Dari sekian banyak wanita Jawa yang terikat dan terkurung oleh adat istiadat, bisa dibilang Kartini merupakan salah satu bahkan mungkin satu-satunya yang beruntung pada zaman itu, lantaran ia hidup di lingkungan keluarga yang sangat menyukai kemajuan.
Bahkan kakek beliau Pangeran Ario Tjondronegoro merupakan Bupati Jawa Tengah yang pertama membuka pintunya untuk tamu dari jauh seberang lautan, yang dalam suratnya kepada Nona E.H. Zeehandelaar ia sebut sebagai Peradaban Barat.
Dibilang beruntung juga karena Kartini merupakan perempuan yang diberi kesempatan untuk mengenyam pendidikan di Europeesche Lagere School (ELS) sebuah sekolah dasar yang hanya diperuntukkan peranakan bangsa Eropa, Timur Asing, dan Bangsawan Pribumi.

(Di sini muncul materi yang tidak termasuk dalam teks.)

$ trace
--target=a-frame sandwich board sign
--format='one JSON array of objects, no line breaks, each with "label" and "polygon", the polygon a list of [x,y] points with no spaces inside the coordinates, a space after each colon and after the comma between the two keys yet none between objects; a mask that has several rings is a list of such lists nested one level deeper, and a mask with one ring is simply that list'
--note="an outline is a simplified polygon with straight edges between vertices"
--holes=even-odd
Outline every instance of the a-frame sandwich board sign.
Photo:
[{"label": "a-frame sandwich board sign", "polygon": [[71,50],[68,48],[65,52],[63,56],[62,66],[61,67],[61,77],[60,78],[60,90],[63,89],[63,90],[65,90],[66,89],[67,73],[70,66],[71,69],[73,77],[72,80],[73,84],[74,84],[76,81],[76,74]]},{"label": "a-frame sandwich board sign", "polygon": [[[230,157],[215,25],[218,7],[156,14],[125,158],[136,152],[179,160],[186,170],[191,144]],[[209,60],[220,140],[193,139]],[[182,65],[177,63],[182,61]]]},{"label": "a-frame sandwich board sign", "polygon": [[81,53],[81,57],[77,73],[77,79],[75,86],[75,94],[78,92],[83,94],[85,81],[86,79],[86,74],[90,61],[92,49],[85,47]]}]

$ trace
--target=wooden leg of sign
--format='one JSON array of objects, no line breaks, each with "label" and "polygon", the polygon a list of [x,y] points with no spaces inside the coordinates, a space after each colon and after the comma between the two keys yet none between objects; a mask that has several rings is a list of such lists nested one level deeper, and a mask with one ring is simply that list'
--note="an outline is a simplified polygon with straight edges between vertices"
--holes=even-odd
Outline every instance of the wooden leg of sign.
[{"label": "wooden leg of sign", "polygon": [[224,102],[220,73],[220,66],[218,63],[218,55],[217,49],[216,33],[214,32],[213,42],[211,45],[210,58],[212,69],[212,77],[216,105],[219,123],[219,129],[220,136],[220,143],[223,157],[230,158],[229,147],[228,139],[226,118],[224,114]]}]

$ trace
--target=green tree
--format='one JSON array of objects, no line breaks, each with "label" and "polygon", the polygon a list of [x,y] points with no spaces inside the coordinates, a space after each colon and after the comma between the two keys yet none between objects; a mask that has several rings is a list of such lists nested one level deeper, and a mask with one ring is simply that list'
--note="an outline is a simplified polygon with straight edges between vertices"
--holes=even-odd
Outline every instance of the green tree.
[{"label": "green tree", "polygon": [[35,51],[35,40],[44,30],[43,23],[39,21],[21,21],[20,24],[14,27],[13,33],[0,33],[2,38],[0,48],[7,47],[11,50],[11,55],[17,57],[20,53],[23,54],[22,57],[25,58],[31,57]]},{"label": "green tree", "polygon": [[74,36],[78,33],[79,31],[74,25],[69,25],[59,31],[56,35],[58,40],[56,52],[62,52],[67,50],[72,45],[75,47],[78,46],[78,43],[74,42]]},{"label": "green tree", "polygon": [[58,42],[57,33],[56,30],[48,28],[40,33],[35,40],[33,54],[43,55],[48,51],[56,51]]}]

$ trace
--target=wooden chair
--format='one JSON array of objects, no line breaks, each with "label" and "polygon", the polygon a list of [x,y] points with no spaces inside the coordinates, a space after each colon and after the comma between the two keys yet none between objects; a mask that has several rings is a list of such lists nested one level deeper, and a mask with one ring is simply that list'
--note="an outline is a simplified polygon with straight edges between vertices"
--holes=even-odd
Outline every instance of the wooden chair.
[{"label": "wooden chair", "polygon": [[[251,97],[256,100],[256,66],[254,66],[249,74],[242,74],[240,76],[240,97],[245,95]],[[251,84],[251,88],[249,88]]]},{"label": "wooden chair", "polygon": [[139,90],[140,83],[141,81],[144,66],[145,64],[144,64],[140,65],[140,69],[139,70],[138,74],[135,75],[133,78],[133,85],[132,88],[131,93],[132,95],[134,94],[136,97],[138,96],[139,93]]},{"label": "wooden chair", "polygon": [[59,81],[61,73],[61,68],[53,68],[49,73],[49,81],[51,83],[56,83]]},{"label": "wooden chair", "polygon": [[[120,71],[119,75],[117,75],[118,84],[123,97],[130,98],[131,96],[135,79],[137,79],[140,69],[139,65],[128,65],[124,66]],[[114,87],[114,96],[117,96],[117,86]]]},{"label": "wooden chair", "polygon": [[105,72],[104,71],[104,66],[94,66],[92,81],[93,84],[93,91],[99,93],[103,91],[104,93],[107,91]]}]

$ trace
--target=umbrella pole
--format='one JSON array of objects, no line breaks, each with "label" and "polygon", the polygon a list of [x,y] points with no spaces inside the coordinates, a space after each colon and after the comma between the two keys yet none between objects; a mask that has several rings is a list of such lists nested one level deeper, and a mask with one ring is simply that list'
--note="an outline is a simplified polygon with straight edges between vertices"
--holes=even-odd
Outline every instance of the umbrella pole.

Hingga usianya yang ke-12 tahun, dia harus segera menanggalkan keinginannya untuk melanjutkan studi ke Eropa sebab diusianya yang 12 tahun tersebut, menurut adat Jawa sudah bisa dipingit dan tidak boleh keluar rumah.

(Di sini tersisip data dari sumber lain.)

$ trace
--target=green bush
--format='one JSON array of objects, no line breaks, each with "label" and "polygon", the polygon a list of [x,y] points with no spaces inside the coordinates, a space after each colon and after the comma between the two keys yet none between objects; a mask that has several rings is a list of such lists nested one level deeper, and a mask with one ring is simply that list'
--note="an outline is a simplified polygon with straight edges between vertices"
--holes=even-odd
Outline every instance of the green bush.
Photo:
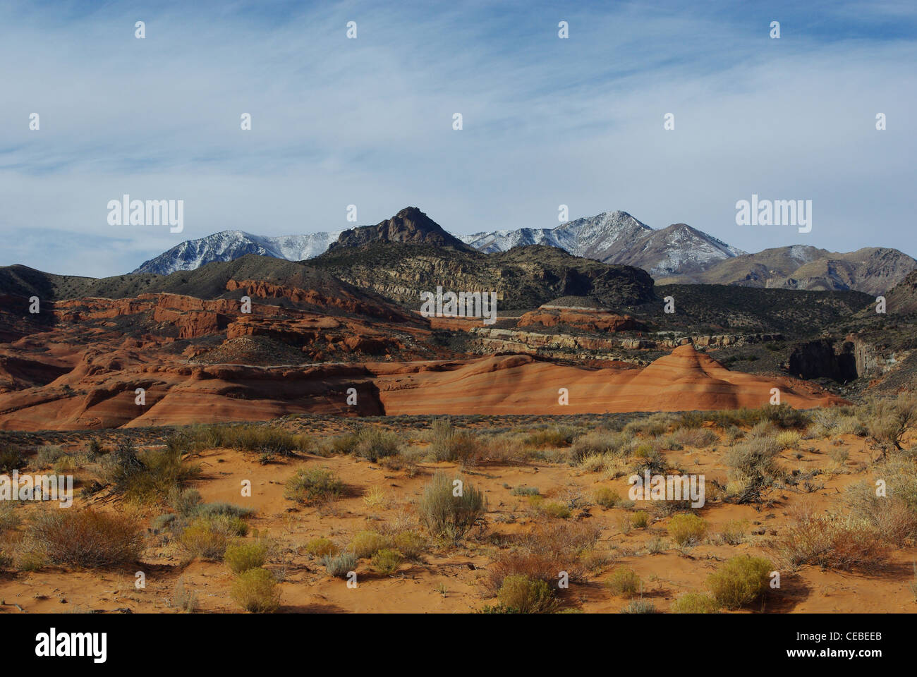
[{"label": "green bush", "polygon": [[605,581],[605,586],[613,594],[622,597],[633,597],[643,591],[640,577],[633,569],[616,569]]},{"label": "green bush", "polygon": [[365,560],[372,557],[377,551],[388,548],[392,541],[387,536],[378,531],[360,531],[353,537],[348,549],[358,559]]},{"label": "green bush", "polygon": [[340,552],[340,548],[338,548],[334,541],[325,538],[313,538],[305,544],[304,549],[310,555],[317,559],[322,559],[326,555],[337,555]]},{"label": "green bush", "polygon": [[233,573],[242,573],[249,569],[264,566],[268,559],[268,547],[259,541],[241,541],[226,548],[224,563]]},{"label": "green bush", "polygon": [[558,607],[547,583],[522,575],[504,578],[497,599],[511,614],[550,614]]},{"label": "green bush", "polygon": [[395,433],[367,427],[357,434],[353,452],[359,458],[367,459],[375,463],[380,459],[397,454],[400,446],[398,436]]},{"label": "green bush", "polygon": [[249,569],[240,573],[229,594],[236,604],[253,614],[270,614],[281,605],[277,581],[266,569]]},{"label": "green bush", "polygon": [[720,605],[738,608],[764,594],[773,568],[763,558],[737,555],[710,574],[707,585]]},{"label": "green bush", "polygon": [[668,535],[676,545],[684,547],[700,542],[707,533],[707,523],[691,513],[676,515],[668,522]]},{"label": "green bush", "polygon": [[327,468],[300,469],[286,482],[284,497],[305,505],[326,503],[340,496],[344,483]]},{"label": "green bush", "polygon": [[420,498],[421,523],[436,538],[458,540],[487,509],[482,492],[460,478],[455,479],[462,483],[459,495],[453,494],[458,488],[451,476],[438,472]]},{"label": "green bush", "polygon": [[342,552],[339,555],[326,555],[322,558],[328,575],[335,578],[347,578],[348,573],[357,571],[357,556],[352,552]]},{"label": "green bush", "polygon": [[672,614],[716,614],[720,605],[709,594],[685,593],[672,602],[669,611]]}]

Dalam suratnya dengan gramatika bahasa Belanda yang bagus, beliau bercerita kepada sahabat penanya, Nona Zeehandelaar “Kami anak-anak gadis yang masih terantai pada adat istiadat lama, hanya boleh mendapatkan sedikit kemajuan di bidang pendidikan.
Anak-anak gadis setiap hari pergi meninggalkan rumah untuk belajar di sekolah merupakan pelanggaran besar terhadap adat istiadat Negeri kami, saya harus masuk “kotak” terkurung di rumah, terasing dari dunia luar. Saya tidak boleh kembali ke dunia itu lagi sebelum memiliki suami”.

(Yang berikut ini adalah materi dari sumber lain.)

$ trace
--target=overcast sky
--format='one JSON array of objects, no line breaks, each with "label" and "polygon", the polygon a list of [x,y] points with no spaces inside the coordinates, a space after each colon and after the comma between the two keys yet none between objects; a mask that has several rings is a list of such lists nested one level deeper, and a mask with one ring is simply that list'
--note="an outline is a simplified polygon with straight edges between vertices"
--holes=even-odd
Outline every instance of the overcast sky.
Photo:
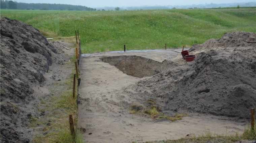
[{"label": "overcast sky", "polygon": [[127,7],[131,6],[164,6],[168,5],[191,5],[205,3],[227,3],[255,1],[247,0],[17,0],[18,2],[27,3],[60,3],[80,5],[90,7]]}]

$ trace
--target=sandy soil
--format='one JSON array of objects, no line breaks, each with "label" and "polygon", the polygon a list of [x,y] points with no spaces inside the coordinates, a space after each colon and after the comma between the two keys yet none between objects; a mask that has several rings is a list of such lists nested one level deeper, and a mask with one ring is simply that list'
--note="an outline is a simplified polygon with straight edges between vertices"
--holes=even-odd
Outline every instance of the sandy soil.
[{"label": "sandy soil", "polygon": [[[156,50],[107,52],[90,56],[136,55],[161,62],[180,54]],[[198,113],[189,113],[190,116],[174,122],[165,119],[155,121],[130,114],[128,110],[131,104],[143,101],[138,101],[124,91],[129,85],[148,77],[141,79],[128,75],[114,66],[102,62],[99,58],[84,58],[79,66],[81,81],[78,124],[86,128],[83,134],[85,141],[128,143],[177,139],[188,134],[201,134],[208,130],[219,134],[234,134],[242,132],[246,125],[245,122],[220,120],[217,116]],[[90,133],[92,134],[90,135]]]}]

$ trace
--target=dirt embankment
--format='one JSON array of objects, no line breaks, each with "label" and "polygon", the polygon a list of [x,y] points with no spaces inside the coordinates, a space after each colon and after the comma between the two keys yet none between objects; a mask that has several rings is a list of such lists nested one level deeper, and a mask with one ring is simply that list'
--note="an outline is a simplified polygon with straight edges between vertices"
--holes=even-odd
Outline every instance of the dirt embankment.
[{"label": "dirt embankment", "polygon": [[[30,127],[30,118],[46,114],[38,113],[37,104],[51,94],[43,75],[52,64],[63,64],[60,53],[64,52],[55,45],[64,44],[53,42],[54,47],[38,30],[15,20],[1,17],[1,142],[29,142],[37,134]],[[48,82],[65,78],[55,72]]]},{"label": "dirt embankment", "polygon": [[189,51],[196,56],[194,61],[185,62],[181,56],[165,60],[168,70],[124,92],[138,100],[156,99],[167,114],[195,112],[249,119],[250,109],[256,105],[256,44],[247,42],[256,41],[250,37],[255,37],[252,32],[226,33],[194,45]]}]

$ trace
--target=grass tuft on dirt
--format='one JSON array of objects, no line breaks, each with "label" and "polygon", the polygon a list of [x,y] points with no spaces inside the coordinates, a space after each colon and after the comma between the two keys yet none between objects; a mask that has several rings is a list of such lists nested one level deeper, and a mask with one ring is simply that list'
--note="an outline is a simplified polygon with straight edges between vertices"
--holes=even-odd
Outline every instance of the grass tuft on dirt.
[{"label": "grass tuft on dirt", "polygon": [[132,104],[129,110],[129,113],[139,116],[149,116],[156,120],[166,118],[173,122],[176,120],[181,120],[183,117],[188,116],[184,114],[180,114],[178,113],[174,116],[165,115],[160,111],[162,109],[161,107],[157,106],[156,103],[156,100],[150,99],[144,102],[146,104],[146,107],[142,105]]}]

Ia terus berkisah dalam banyak surat, tentang hidupnya yang terkurung tanpa kebebasan. Namun dalam keadaannya yang demikian itu, saat ia terkurung dalam kotak primordial-nya zaman, Kartini tidak lantas berdiam diri menerima dan menunggu nasibnya datang untuk dinikahi.
Ia melawan dengan caranya sendiri, dengan cara yang tidak secara langsung konfrontasi dengan adat istiadat yang sudah terbangun dan tertanam berabad-abad lamanya, dengan cara yang tidak melukai orang-orang yang ada di lingkungannya.
Ia mewartakan kepada dunia terutama lingkungan adat istiadatnya tentang bagaimana pentingnya pendidikan, kebebasan, dan persamaan hak bagi perempuan Pribumi.
Di hari-hari yang jenuh dalam keterkurungan zaman dan adat istiadat, Kartini banyak menghabiskan waktunuya untuk membaca buku, koran, dan majalah-majalah yang bahkan ia berlangganan membelinya.
Keadaan itu menambah ketertarikannya terhadap kemajuan berpikir perempuan Eropa yang ia baca di majalah-majalah tersebut.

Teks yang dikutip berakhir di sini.